Alliance to adapt Trethewey’s Pulitzer Prize-winner as part of Civil War Project

The Alliance Theatre will adapt U.S. poet laureate Natasha Trethewey’s Pulitzer Prize-winning collection “Native Guard” for the stage as part of the National Civil War Project, The Atlanta Journal-Constitution has learned. The multi-city, multi-year collaboration is being officially announced in Washington on Thursday.

The Alliance will collaborate with Emory University’s Center for Creativity & the Arts and other partners at the Atlanta school as part of the National Civil War Project, which links five performing arts groups and four universities.

Initial plans are for “Native Guard” to be workshopped as part of the Emory Playwriting Center’s Brave New Works Program in winter 2014, with a full Alliance season production to follow at an undetermined date.

“I find, as a piece of writing, ‘Native Guard’ is just this exquisite embodiment of living past,” Alliance artistic director Susan V. Booth said in an interview with the AJC. “Natasha takes such a complicated idea of our shared heritage, the Civil War, and has figured out ingeniously how to talk about that in personal, contemporary, emotional terms.”

Booth said she had a strong interest in bringing “Native Guard” to the stage when she read the collection shortly after it was published in 2006, but it wasn’t until she unexpectedly met the poet several years later at a dinner organized by their mutual friend, WABE-FM announcer Lois Reitzes, that the idea took seed.

Momentum grew last summer when Booth was approached by Molly Smith, artistic director of Washington, D.C.’s Arena Stage, to participate in the National Civil War Project, which also involves the American Repertory Theater in Cambridge, Mass., and Baltimore’s Centerstage along with academic partners. The project was the brainstorm of choreographer Liz Lerman.

Booth said yes, but with a caveat.

“We live in this community that deals with (the Civil War’s) legacy in an active, daily way, and so the notion of a kind of under-glass historical investigation was not as interesting as a notion of how can we talk about what it means right now,” she said.

To that end, the Emory Ethics Center will organize panel discussions and audience conversations as part of the play’s development.

Booth said that Trethewey — though busy with her writing, her Emory’s Creative Writing Program directorship and poet laureate duties — would be intimately involved in the adaption. “I couldn’t take it on any other way,” the Alliance leader said.

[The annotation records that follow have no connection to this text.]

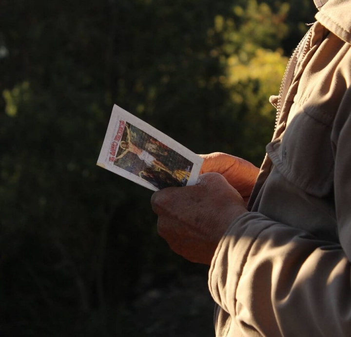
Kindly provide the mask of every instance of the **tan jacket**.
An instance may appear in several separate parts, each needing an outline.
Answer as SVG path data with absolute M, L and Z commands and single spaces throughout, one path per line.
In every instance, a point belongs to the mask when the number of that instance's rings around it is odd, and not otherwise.
M 351 0 L 316 19 L 272 100 L 251 212 L 212 261 L 217 336 L 351 336 Z

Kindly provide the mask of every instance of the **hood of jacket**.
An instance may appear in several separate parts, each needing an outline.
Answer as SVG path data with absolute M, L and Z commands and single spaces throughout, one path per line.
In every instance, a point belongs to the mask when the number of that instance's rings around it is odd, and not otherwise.
M 328 30 L 351 44 L 351 0 L 314 0 L 316 19 Z

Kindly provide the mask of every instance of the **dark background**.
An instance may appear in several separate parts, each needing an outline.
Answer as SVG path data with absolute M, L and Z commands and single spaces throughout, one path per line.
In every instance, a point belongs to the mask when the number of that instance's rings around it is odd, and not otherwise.
M 0 0 L 0 336 L 214 336 L 208 268 L 96 166 L 114 103 L 257 165 L 312 0 Z

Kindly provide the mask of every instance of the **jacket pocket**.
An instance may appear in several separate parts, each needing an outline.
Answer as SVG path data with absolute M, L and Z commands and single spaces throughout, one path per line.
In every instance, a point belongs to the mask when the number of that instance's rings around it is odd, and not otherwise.
M 285 131 L 267 145 L 267 154 L 290 183 L 309 194 L 322 197 L 333 187 L 331 121 L 318 115 L 314 108 L 295 108 L 296 113 Z

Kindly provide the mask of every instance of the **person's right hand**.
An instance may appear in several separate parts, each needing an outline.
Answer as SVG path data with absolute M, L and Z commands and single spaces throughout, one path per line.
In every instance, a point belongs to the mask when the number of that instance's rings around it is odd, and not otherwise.
M 259 168 L 247 160 L 220 152 L 199 155 L 204 159 L 200 174 L 210 172 L 220 173 L 239 192 L 245 202 L 248 202 Z

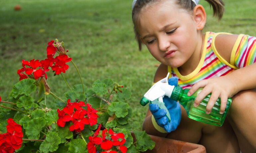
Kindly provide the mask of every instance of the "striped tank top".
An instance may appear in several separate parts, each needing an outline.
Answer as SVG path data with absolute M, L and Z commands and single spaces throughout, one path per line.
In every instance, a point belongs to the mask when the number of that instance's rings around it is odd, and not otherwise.
M 179 78 L 178 85 L 183 89 L 191 88 L 197 82 L 204 79 L 224 76 L 236 69 L 256 62 L 256 37 L 239 35 L 235 41 L 229 63 L 218 53 L 214 45 L 215 38 L 226 33 L 205 33 L 202 58 L 196 68 L 191 74 L 182 76 L 177 68 L 168 67 L 170 76 Z

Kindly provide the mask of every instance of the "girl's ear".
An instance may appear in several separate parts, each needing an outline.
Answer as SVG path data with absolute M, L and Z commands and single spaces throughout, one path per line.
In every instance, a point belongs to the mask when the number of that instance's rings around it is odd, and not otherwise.
M 202 30 L 206 22 L 206 13 L 203 6 L 197 5 L 194 8 L 193 17 L 196 25 L 196 29 Z
M 145 44 L 145 43 L 144 42 L 144 41 L 142 39 L 142 38 L 140 37 L 140 41 L 141 42 L 141 43 L 142 43 L 143 44 Z

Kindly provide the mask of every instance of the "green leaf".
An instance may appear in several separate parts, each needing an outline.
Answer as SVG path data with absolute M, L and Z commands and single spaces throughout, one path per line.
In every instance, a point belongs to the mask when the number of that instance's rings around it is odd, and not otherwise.
M 133 144 L 127 149 L 126 153 L 140 153 L 140 152 L 137 150 L 134 145 Z
M 107 93 L 107 85 L 99 79 L 95 81 L 92 85 L 93 90 L 98 95 L 103 95 Z
M 31 113 L 31 117 L 33 119 L 38 118 L 44 118 L 45 116 L 45 112 L 41 109 L 36 109 Z
M 130 90 L 125 88 L 122 88 L 121 90 L 122 92 L 120 92 L 119 91 L 117 91 L 118 95 L 116 98 L 118 101 L 124 101 L 131 98 L 132 92 Z
M 85 95 L 85 98 L 87 99 L 95 97 L 93 95 L 96 94 L 96 93 L 93 91 L 92 89 L 88 89 L 86 90 L 86 94 Z
M 126 129 L 129 129 L 130 130 L 132 130 L 132 128 L 134 128 L 132 126 L 132 125 L 129 124 L 129 123 L 127 124 L 124 124 L 123 125 L 121 125 L 118 123 L 116 124 L 116 127 L 119 128 L 124 128 Z
M 130 108 L 128 109 L 128 114 L 124 118 L 117 118 L 117 122 L 121 125 L 124 125 L 128 123 L 128 121 L 132 117 L 132 109 Z
M 97 97 L 92 97 L 88 99 L 87 102 L 91 105 L 93 108 L 95 109 L 99 107 L 101 100 Z
M 66 123 L 66 125 L 63 128 L 56 126 L 56 130 L 61 138 L 61 142 L 64 143 L 65 142 L 65 139 L 69 139 L 73 136 L 73 133 L 69 130 L 69 123 Z
M 124 145 L 126 146 L 127 148 L 129 148 L 133 143 L 133 138 L 132 135 L 128 135 L 128 137 L 126 139 L 125 142 L 124 143 Z
M 145 151 L 148 149 L 152 150 L 155 147 L 155 142 L 146 133 L 145 131 L 134 131 L 136 138 L 136 148 L 140 151 Z
M 113 128 L 116 126 L 116 121 L 113 120 L 110 122 L 107 123 L 105 125 L 106 128 Z
M 16 83 L 13 86 L 11 91 L 11 96 L 16 98 L 19 95 L 25 94 L 29 96 L 36 91 L 37 87 L 34 84 L 36 80 L 33 79 L 23 79 Z
M 19 121 L 19 124 L 23 126 L 23 128 L 26 129 L 28 125 L 28 123 L 30 121 L 30 118 L 28 116 L 24 116 Z
M 35 153 L 34 151 L 37 150 L 38 148 L 34 145 L 34 142 L 29 142 L 26 143 L 26 145 L 22 150 L 18 151 L 17 152 L 19 153 L 32 153 L 32 151 L 33 151 L 33 152 Z
M 124 117 L 128 114 L 129 105 L 123 102 L 114 102 L 108 106 L 108 113 L 112 116 L 113 114 L 118 118 Z
M 17 103 L 17 106 L 19 108 L 23 107 L 26 109 L 29 109 L 32 107 L 33 99 L 31 96 L 22 96 L 19 98 Z
M 44 153 L 53 152 L 58 149 L 59 144 L 61 143 L 61 138 L 58 133 L 49 132 L 46 135 L 45 140 L 40 146 L 40 151 Z
M 113 80 L 110 78 L 105 78 L 102 81 L 102 82 L 106 84 L 107 87 L 111 87 L 114 85 Z
M 58 150 L 55 151 L 55 153 L 64 153 L 67 152 L 68 146 L 65 145 L 64 143 L 61 143 L 59 145 Z
M 69 153 L 83 153 L 86 149 L 85 142 L 81 139 L 73 139 L 68 144 Z
M 98 123 L 105 125 L 108 120 L 108 118 L 110 117 L 110 116 L 108 115 L 108 113 L 107 112 L 105 112 L 102 114 L 99 115 L 99 117 L 97 119 Z
M 46 124 L 44 119 L 42 118 L 33 119 L 28 123 L 26 129 L 26 135 L 29 139 L 38 139 L 40 132 Z
M 85 99 L 85 95 L 83 93 L 75 91 L 68 91 L 64 94 L 66 99 L 70 99 L 72 102 L 75 101 L 76 99 L 79 101 L 84 101 Z
M 45 119 L 47 126 L 57 122 L 57 120 L 59 119 L 57 110 L 54 109 L 48 112 L 45 115 Z
M 20 120 L 24 116 L 26 116 L 26 114 L 23 112 L 17 112 L 15 114 L 14 117 L 13 117 L 13 120 L 15 122 L 19 124 L 19 122 Z

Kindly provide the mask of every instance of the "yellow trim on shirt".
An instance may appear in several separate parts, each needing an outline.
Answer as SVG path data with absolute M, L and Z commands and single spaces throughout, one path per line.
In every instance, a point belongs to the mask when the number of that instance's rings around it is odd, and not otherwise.
M 218 57 L 218 58 L 223 63 L 225 64 L 226 65 L 228 66 L 229 67 L 230 67 L 230 68 L 232 68 L 234 69 L 237 69 L 238 68 L 235 66 L 234 65 L 233 65 L 232 64 L 230 64 L 228 62 L 227 62 L 227 61 L 225 60 L 223 57 L 221 57 L 221 56 L 220 56 L 220 55 L 219 54 L 219 53 L 218 52 L 218 51 L 217 50 L 217 49 L 216 49 L 216 48 L 215 47 L 215 38 L 219 34 L 231 34 L 231 33 L 226 33 L 226 32 L 219 32 L 216 33 L 214 36 L 213 36 L 213 37 L 212 37 L 212 40 L 211 42 L 211 46 L 212 48 L 212 50 L 213 51 L 213 52 L 214 52 L 214 53 L 215 54 L 215 55 L 216 55 L 216 56 Z M 238 45 L 239 44 L 238 44 Z M 234 49 L 234 47 L 233 47 L 233 48 L 232 49 L 232 52 L 231 52 L 231 57 L 232 56 L 234 56 L 234 55 L 232 55 L 232 53 L 233 51 L 233 50 Z M 231 58 L 230 59 L 232 59 L 232 58 Z M 234 63 L 234 62 L 232 61 L 232 62 L 233 62 Z M 230 61 L 230 63 L 232 63 Z
M 201 58 L 200 61 L 199 62 L 199 63 L 198 63 L 198 65 L 197 65 L 196 68 L 192 72 L 187 76 L 183 76 L 180 73 L 180 72 L 179 72 L 179 70 L 177 68 L 173 68 L 173 71 L 174 71 L 175 74 L 176 74 L 178 77 L 180 79 L 182 80 L 188 80 L 195 76 L 199 72 L 200 70 L 201 70 L 201 69 L 202 68 L 202 66 L 203 64 L 203 62 L 204 61 L 205 54 L 206 53 L 206 47 L 207 47 L 207 41 L 208 41 L 207 38 L 209 33 L 209 32 L 205 32 L 205 35 L 204 36 L 204 41 L 203 43 L 203 51 L 202 53 L 202 57 Z M 169 67 L 168 66 L 168 67 Z M 171 73 L 171 72 L 170 72 L 170 73 Z
M 231 57 L 230 58 L 230 63 L 233 65 L 235 65 L 235 58 L 236 50 L 237 49 L 237 48 L 238 48 L 238 46 L 239 46 L 239 44 L 240 44 L 241 39 L 244 35 L 243 34 L 240 34 L 237 37 L 237 39 L 235 42 L 235 44 L 234 45 L 234 47 L 233 47 L 232 49 L 232 51 L 231 52 Z

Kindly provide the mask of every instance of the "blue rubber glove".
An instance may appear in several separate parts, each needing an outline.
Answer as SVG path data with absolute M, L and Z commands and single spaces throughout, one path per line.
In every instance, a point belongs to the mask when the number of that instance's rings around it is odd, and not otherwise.
M 178 78 L 172 77 L 168 80 L 168 84 L 177 86 Z M 171 116 L 171 122 L 169 122 L 166 116 L 166 111 L 164 109 L 160 109 L 156 104 L 150 104 L 149 110 L 154 116 L 157 124 L 163 128 L 167 132 L 170 132 L 175 130 L 180 124 L 181 118 L 181 110 L 180 104 L 165 96 L 163 98 L 165 105 L 167 108 Z

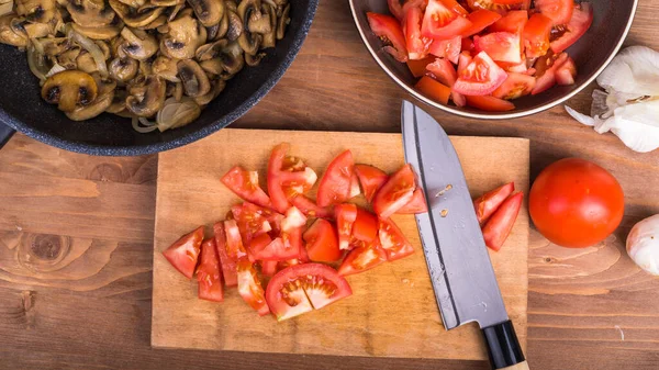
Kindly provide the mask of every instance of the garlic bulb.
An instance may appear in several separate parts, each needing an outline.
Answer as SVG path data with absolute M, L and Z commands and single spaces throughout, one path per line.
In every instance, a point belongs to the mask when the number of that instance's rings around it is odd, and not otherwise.
M 659 214 L 634 225 L 627 236 L 627 254 L 638 267 L 659 276 Z
M 645 46 L 621 52 L 597 77 L 590 116 L 566 105 L 577 121 L 600 134 L 614 133 L 630 149 L 659 148 L 659 53 Z

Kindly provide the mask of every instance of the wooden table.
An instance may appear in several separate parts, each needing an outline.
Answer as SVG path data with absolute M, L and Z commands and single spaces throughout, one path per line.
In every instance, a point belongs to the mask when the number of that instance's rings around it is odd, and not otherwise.
M 659 49 L 658 12 L 659 0 L 640 1 L 627 44 Z M 570 104 L 585 110 L 589 96 L 585 91 Z M 323 0 L 291 69 L 234 126 L 396 132 L 402 98 L 405 93 L 362 46 L 347 2 Z M 532 229 L 527 356 L 535 369 L 657 369 L 659 280 L 635 267 L 624 240 L 634 223 L 659 213 L 659 152 L 635 154 L 613 135 L 571 121 L 561 108 L 503 122 L 432 113 L 450 134 L 530 138 L 533 177 L 569 156 L 591 159 L 615 175 L 627 206 L 606 243 L 569 250 Z M 152 349 L 156 165 L 156 156 L 89 157 L 22 135 L 2 149 L 0 368 L 489 368 L 482 362 Z

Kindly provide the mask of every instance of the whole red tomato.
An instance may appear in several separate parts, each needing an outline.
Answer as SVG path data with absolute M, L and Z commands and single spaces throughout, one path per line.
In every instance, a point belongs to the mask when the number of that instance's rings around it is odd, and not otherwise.
M 602 242 L 623 220 L 623 188 L 608 171 L 579 158 L 545 168 L 528 197 L 530 217 L 551 243 L 584 248 Z

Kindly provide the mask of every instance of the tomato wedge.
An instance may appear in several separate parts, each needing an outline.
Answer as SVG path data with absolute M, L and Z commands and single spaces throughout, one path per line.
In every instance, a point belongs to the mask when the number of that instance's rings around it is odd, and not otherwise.
M 258 172 L 246 171 L 241 166 L 236 166 L 226 172 L 222 179 L 231 191 L 242 199 L 265 208 L 271 208 L 270 198 L 258 184 Z
M 510 182 L 477 198 L 473 201 L 473 209 L 478 222 L 481 225 L 487 222 L 514 190 L 515 183 Z
M 540 13 L 535 13 L 528 19 L 522 32 L 526 57 L 537 58 L 547 54 L 551 24 L 551 20 Z
M 533 76 L 509 72 L 509 77 L 492 92 L 492 97 L 505 100 L 517 99 L 529 94 L 535 83 Z
M 357 220 L 357 205 L 346 203 L 334 208 L 336 229 L 338 233 L 338 248 L 350 249 L 353 224 Z
M 582 2 L 580 8 L 574 8 L 567 31 L 551 42 L 551 51 L 560 53 L 572 46 L 590 29 L 591 24 L 593 24 L 593 7 L 588 2 Z
M 412 167 L 410 165 L 401 167 L 376 194 L 373 211 L 382 218 L 391 216 L 412 200 L 415 188 Z
M 369 245 L 355 248 L 346 256 L 338 268 L 338 273 L 348 276 L 364 272 L 387 261 L 387 254 L 380 246 L 380 240 L 376 239 Z
M 395 0 L 394 0 L 395 1 Z M 384 44 L 384 52 L 391 54 L 398 61 L 407 61 L 405 35 L 401 25 L 393 16 L 367 12 L 366 18 L 371 31 Z
M 534 4 L 554 24 L 568 23 L 574 9 L 574 0 L 535 0 Z
M 309 227 L 302 238 L 306 243 L 309 259 L 315 262 L 334 262 L 342 256 L 342 250 L 338 249 L 338 239 L 336 237 L 336 228 L 331 222 L 317 218 Z
M 332 160 L 323 173 L 316 195 L 319 206 L 343 203 L 349 199 L 355 161 L 353 153 L 345 150 Z
M 238 284 L 238 277 L 236 272 L 236 260 L 230 258 L 226 254 L 226 235 L 224 233 L 224 223 L 217 222 L 213 225 L 213 233 L 215 234 L 215 248 L 217 249 L 217 257 L 222 265 L 222 277 L 224 278 L 224 284 L 226 287 L 235 287 Z
M 425 66 L 424 66 L 425 71 Z M 368 165 L 355 165 L 355 173 L 359 178 L 364 197 L 370 203 L 389 176 L 381 169 Z
M 433 78 L 424 76 L 414 86 L 414 88 L 424 96 L 431 98 L 434 101 L 440 102 L 442 104 L 448 103 L 448 98 L 450 97 L 450 88 L 444 86 Z
M 266 289 L 266 300 L 279 322 L 350 295 L 346 279 L 321 264 L 287 267 L 270 279 Z
M 458 80 L 453 89 L 465 96 L 487 96 L 496 90 L 506 78 L 505 70 L 485 52 L 480 52 L 465 69 L 458 71 Z
M 483 238 L 489 248 L 493 250 L 501 249 L 515 225 L 523 198 L 524 193 L 521 192 L 509 197 L 485 223 Z
M 416 188 L 414 190 L 414 194 L 412 195 L 412 200 L 405 205 L 403 205 L 400 210 L 398 210 L 398 214 L 416 214 L 428 212 L 428 205 L 426 204 L 425 197 L 423 195 L 423 190 L 421 188 Z
M 405 47 L 411 60 L 423 59 L 428 55 L 432 38 L 421 35 L 421 21 L 423 11 L 418 7 L 410 7 L 403 19 L 403 34 L 405 35 Z
M 476 52 L 485 52 L 492 60 L 522 63 L 520 35 L 507 32 L 492 32 L 484 36 L 473 36 Z
M 334 212 L 332 211 L 331 208 L 317 206 L 314 201 L 312 201 L 311 199 L 309 199 L 304 195 L 297 195 L 297 197 L 292 198 L 291 203 L 293 203 L 293 205 L 298 210 L 302 211 L 302 213 L 304 213 L 305 215 L 308 215 L 310 217 L 322 217 L 322 218 L 333 218 L 334 217 Z
M 202 240 L 203 226 L 199 226 L 193 232 L 176 240 L 169 248 L 163 251 L 163 256 L 186 278 L 192 279 Z
M 213 238 L 203 240 L 201 244 L 201 260 L 197 268 L 198 295 L 200 300 L 222 302 L 224 301 L 222 271 L 215 249 L 215 239 Z
M 258 280 L 254 265 L 246 258 L 241 258 L 237 266 L 238 293 L 247 304 L 256 310 L 259 316 L 270 312 L 264 288 Z
M 392 220 L 380 218 L 380 245 L 387 255 L 387 260 L 393 261 L 410 256 L 414 247 L 407 242 L 403 232 Z
M 510 101 L 491 96 L 465 98 L 467 99 L 467 105 L 488 112 L 506 112 L 515 109 L 515 104 Z

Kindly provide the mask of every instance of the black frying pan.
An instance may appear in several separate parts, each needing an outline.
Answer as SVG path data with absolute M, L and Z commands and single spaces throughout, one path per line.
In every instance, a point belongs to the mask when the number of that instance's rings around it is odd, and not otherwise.
M 257 67 L 246 67 L 228 81 L 193 123 L 164 133 L 141 134 L 129 119 L 101 114 L 74 122 L 41 99 L 36 77 L 25 53 L 0 45 L 0 147 L 14 130 L 43 143 L 72 152 L 102 156 L 134 156 L 189 144 L 227 126 L 245 114 L 277 83 L 300 51 L 319 0 L 291 0 L 291 22 L 283 40 L 268 49 Z

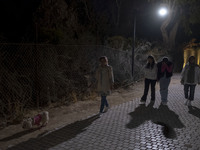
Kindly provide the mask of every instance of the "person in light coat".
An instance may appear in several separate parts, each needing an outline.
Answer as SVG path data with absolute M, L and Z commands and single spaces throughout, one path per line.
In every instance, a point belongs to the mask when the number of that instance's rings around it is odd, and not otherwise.
M 145 104 L 149 86 L 151 85 L 151 101 L 155 101 L 155 85 L 157 81 L 157 65 L 153 56 L 148 56 L 147 64 L 144 68 L 145 80 L 144 80 L 144 94 L 140 100 L 140 104 Z
M 190 56 L 188 63 L 181 72 L 181 84 L 184 85 L 185 105 L 191 106 L 194 100 L 195 87 L 200 84 L 200 68 L 195 63 L 195 57 Z
M 101 105 L 99 114 L 101 115 L 106 106 L 104 112 L 109 108 L 108 101 L 106 97 L 110 95 L 114 84 L 113 70 L 112 67 L 108 65 L 108 59 L 106 56 L 99 58 L 100 65 L 96 71 L 96 81 L 97 81 L 97 92 L 101 95 Z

Booth indicated she didn’t think the work required significant alteration, that the real challenge would be determining, through additions of music and stagecraft, “what is what in the performative setting for the piece that best lets it shine.”

Another dimension of the Civil War Project will involve Atlanta playwright Pearl Cleage developing a Civil War-themed production with Collision Project, the Alliance’s summer teen workshop.